For the past weeks, we have been discussing the sacraments of baptism and communion.  Today we are going to continue that course and we are going to consider again the how the bread and the cup assure us of Jesus’ death FOR US.  Before we turn to the catechism, I want to talk with you about money.  Consider the lowly and humble dollar.  I have one here.  We could wax philosophic about the “in God we trust” statement on the reverse side of the dollar, but I would like us to consider the obverse.  There is George Washington in the center.  As you are looking at it, above and toward the left is the comment “This note is legal tender for all debts, public and private.”  That means that you can use this to pay for things.  You are all saying, “Wow, that is really inciteful.”  Before you turn to watch some other video, consider why this is a valid form of payment.  It doesn’t do anything.  It is not good as a building material.  It is not good as a tissue or towel.  It has no value in itself.  If I were the owner of a coffee shop and someone offered me a dollar for coffee, I would be tempted to refuse.  Instead of a dollar (which has no value), why not barter with something more directly needed like toilet paper?
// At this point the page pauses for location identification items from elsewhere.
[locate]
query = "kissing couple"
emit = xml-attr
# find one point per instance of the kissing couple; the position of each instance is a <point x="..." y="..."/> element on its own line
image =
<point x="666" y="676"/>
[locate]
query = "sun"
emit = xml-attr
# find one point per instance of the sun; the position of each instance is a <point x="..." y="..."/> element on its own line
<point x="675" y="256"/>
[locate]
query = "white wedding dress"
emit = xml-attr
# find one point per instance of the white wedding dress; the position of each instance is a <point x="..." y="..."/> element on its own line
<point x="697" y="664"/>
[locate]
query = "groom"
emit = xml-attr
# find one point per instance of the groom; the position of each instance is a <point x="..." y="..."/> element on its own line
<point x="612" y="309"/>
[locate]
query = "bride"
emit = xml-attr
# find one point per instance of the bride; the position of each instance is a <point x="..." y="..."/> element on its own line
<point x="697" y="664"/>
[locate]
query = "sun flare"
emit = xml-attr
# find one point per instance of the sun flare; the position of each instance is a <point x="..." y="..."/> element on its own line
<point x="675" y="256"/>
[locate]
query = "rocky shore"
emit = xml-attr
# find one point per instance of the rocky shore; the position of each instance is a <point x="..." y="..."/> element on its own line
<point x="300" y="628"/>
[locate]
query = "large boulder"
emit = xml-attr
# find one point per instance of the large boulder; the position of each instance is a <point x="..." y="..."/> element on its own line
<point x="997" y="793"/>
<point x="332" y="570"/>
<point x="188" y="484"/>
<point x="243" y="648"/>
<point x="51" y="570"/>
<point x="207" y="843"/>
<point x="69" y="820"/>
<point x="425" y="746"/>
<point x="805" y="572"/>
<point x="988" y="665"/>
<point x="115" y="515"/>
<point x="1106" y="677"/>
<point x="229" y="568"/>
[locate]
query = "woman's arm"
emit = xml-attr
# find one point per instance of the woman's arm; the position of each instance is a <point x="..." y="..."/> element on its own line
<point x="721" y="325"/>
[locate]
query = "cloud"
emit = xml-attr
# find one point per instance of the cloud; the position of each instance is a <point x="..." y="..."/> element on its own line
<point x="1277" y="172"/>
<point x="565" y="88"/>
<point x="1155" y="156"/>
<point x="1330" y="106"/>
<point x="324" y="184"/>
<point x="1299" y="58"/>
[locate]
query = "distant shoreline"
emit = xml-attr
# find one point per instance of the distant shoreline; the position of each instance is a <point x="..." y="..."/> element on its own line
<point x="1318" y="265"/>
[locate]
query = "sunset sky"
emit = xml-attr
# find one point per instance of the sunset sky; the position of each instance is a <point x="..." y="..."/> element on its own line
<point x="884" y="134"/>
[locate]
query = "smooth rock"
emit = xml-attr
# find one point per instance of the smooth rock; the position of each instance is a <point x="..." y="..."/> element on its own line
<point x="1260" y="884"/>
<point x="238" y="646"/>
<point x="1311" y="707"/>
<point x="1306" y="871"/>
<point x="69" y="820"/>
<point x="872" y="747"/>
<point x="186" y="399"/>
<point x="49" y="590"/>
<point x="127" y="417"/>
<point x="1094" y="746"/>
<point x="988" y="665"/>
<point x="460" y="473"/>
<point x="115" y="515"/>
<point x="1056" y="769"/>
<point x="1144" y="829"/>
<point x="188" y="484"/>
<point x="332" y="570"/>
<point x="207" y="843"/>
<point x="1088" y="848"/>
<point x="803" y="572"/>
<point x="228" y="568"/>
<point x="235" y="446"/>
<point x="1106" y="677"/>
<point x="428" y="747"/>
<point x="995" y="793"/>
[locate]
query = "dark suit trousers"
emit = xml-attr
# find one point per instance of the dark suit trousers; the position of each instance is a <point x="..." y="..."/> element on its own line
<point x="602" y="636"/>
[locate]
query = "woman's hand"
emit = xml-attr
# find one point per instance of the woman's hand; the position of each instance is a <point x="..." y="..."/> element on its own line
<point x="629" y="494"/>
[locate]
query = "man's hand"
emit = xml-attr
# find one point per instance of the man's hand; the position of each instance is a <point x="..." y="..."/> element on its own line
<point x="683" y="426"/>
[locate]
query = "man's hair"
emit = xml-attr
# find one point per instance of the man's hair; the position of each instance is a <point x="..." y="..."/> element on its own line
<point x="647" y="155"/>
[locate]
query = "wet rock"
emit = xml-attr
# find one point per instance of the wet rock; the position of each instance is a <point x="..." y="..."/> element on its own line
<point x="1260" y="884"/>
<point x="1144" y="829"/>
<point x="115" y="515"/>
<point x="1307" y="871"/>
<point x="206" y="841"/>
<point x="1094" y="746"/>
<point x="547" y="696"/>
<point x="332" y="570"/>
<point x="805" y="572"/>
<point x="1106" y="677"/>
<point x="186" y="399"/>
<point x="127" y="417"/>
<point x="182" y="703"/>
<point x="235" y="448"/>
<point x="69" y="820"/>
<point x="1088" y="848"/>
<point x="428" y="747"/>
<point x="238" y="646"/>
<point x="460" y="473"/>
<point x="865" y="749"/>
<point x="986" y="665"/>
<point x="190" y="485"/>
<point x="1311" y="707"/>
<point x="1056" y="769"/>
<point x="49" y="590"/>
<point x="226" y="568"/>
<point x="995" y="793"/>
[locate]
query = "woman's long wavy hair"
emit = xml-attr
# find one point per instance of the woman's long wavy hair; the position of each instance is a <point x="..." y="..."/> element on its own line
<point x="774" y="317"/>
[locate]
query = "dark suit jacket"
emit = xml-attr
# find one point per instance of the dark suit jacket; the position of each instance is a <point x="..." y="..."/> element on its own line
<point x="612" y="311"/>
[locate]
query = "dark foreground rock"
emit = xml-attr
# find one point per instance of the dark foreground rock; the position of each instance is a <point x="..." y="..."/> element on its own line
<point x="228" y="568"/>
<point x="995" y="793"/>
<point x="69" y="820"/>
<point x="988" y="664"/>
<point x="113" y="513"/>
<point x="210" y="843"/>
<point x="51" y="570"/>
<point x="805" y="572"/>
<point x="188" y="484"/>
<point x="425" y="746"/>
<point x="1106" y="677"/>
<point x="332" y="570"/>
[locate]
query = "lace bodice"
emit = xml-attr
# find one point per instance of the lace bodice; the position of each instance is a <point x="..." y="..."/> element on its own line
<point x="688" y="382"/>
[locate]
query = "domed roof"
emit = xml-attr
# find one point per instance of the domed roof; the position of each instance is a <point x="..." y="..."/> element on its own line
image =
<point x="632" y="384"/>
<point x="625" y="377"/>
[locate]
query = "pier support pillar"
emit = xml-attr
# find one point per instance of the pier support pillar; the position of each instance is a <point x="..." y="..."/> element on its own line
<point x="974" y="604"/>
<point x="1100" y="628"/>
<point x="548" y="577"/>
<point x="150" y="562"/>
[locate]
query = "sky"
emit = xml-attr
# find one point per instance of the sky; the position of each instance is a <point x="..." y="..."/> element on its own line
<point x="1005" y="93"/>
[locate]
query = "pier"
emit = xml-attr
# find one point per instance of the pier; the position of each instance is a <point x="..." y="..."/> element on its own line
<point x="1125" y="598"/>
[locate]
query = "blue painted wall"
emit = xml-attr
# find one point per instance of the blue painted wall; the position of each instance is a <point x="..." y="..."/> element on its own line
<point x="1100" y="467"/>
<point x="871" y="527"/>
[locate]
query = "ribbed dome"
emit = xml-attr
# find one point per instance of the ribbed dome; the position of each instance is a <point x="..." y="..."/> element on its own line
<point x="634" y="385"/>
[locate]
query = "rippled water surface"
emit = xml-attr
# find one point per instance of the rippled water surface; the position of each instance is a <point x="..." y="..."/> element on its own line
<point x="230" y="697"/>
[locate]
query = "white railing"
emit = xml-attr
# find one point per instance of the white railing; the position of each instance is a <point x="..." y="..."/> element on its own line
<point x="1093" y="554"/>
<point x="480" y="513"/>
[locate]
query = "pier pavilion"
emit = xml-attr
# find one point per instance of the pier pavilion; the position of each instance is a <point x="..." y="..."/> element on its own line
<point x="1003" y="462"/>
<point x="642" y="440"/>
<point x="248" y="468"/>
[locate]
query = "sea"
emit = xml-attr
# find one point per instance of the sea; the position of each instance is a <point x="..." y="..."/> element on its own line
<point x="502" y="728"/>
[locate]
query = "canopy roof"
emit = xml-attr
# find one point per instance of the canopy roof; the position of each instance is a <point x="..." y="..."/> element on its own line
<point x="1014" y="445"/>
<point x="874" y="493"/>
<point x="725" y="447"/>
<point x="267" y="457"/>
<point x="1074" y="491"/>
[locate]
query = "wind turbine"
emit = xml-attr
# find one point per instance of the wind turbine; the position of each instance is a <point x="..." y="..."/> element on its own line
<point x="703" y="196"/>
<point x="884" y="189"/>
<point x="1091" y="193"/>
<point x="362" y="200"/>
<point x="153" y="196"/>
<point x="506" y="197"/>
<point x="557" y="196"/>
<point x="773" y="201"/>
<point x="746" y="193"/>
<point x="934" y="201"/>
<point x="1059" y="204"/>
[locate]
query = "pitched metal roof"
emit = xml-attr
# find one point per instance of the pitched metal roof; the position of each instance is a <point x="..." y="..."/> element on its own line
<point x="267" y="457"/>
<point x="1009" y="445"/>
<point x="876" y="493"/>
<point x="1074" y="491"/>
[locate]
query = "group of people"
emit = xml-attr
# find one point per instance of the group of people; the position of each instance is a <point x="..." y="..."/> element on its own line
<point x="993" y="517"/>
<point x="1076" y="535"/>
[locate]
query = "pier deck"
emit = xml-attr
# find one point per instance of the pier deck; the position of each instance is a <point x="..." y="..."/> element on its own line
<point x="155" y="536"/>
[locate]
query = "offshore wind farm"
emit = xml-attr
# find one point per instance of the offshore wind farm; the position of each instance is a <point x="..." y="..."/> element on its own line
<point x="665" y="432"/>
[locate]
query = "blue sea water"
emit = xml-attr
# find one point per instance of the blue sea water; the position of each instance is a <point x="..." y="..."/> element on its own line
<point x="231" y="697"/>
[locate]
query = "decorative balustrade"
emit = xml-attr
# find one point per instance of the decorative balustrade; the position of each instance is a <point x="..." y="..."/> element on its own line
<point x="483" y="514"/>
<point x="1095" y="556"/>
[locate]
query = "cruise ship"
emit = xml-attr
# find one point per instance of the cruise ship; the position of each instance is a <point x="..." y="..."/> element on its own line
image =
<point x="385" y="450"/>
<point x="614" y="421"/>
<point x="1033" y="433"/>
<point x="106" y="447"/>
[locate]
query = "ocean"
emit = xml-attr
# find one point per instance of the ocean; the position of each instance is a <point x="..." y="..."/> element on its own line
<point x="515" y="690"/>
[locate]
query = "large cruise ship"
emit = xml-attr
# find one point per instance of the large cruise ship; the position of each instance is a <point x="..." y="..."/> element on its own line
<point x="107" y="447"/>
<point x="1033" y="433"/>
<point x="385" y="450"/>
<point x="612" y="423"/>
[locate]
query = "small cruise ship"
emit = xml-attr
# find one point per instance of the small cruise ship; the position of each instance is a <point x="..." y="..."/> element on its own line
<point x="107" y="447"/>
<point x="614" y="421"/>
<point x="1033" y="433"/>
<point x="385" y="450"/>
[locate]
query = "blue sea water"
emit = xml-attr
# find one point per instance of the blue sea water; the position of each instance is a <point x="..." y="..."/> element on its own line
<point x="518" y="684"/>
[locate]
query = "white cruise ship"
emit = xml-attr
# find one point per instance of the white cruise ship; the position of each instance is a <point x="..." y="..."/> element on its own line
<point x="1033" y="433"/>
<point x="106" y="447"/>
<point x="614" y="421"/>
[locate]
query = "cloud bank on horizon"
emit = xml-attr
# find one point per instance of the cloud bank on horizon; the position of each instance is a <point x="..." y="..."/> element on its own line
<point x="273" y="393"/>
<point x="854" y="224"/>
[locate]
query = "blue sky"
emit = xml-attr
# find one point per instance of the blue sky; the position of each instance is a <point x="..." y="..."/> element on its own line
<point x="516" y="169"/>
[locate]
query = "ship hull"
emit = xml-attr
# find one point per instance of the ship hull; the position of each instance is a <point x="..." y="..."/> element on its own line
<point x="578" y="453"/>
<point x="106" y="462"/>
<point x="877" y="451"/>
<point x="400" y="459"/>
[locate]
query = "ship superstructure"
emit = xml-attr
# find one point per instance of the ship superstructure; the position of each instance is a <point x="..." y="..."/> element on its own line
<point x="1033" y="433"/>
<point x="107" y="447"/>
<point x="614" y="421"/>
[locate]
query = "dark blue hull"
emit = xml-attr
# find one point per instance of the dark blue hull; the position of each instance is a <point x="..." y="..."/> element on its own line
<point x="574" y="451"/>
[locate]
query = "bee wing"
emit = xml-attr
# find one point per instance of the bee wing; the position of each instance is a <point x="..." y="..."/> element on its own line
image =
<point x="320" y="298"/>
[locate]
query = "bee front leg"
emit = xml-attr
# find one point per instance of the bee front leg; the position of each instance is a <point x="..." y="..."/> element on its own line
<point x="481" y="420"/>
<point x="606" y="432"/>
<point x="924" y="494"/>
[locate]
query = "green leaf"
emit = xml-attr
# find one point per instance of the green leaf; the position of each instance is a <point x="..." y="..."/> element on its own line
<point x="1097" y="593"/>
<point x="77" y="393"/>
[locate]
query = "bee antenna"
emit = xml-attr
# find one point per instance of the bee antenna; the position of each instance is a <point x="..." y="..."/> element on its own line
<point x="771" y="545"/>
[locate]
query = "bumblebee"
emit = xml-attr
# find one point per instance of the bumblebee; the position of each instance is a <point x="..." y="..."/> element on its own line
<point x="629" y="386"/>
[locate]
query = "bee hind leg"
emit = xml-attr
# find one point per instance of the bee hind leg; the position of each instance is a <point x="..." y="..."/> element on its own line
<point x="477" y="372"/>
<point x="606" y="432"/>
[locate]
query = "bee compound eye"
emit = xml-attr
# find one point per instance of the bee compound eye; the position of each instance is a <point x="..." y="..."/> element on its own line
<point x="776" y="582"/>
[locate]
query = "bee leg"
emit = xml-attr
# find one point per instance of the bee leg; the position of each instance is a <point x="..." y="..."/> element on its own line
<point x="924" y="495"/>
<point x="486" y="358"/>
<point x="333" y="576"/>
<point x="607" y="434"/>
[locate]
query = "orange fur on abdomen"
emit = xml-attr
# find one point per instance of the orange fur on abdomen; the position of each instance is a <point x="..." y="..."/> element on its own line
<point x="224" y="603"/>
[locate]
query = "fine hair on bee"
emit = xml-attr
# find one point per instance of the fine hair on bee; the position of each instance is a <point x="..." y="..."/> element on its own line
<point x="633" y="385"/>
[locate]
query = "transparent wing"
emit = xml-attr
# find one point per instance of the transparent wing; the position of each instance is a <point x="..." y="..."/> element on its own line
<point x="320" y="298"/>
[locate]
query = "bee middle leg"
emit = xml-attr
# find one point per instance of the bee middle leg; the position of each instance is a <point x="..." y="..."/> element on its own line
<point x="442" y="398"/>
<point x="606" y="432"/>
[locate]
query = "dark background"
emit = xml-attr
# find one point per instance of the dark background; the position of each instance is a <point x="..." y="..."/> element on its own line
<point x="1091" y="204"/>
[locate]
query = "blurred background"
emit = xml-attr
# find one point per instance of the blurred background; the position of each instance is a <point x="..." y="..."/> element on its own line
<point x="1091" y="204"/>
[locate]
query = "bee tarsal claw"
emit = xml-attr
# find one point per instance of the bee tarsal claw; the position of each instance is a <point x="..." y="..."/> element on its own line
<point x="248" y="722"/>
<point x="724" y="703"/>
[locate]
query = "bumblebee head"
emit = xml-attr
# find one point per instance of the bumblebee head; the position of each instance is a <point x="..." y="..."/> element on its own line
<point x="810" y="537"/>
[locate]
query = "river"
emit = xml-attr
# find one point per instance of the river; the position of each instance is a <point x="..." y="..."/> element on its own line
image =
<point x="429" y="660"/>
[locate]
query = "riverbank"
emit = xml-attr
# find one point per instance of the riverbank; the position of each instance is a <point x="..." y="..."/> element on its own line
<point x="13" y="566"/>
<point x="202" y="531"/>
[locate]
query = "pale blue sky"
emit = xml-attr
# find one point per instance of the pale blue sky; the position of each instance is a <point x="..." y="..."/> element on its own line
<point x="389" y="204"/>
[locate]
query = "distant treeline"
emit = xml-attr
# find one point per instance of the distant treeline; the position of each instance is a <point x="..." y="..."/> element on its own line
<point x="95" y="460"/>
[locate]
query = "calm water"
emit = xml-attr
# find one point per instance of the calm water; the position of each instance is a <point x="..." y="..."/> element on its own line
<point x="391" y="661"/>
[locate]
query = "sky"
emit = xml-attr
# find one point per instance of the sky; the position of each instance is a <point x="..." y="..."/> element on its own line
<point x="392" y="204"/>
The answer to our dollar conundrum is twofold.  First, we do not, by and large, barter because it is not efficient.  As a coffeeshop owner, I can only accept so many rolls of toilet paper before I no longer need it and no longer value it.  I would then have to keep changing my prices.  There would be shortages and excesses inefficiently placed throughout the community.  Using a standard currency allows folks to pay for goods and services nearly universally.  The second part of the use of a dollar is more germane to our discussion today.  Though it has no value of its own as a building material or a towel, it has value because it has been declared to have value by the United States government.  We know that because down at the bottom it is signed by the Treasurer of the United States and the Secretary of the Treasury.  That means that when I have this worthless rag in my hand, it is not worthless because its value has been guaranteed.  If we speak in sacramental terms, it is the sign of the worth of one dollar.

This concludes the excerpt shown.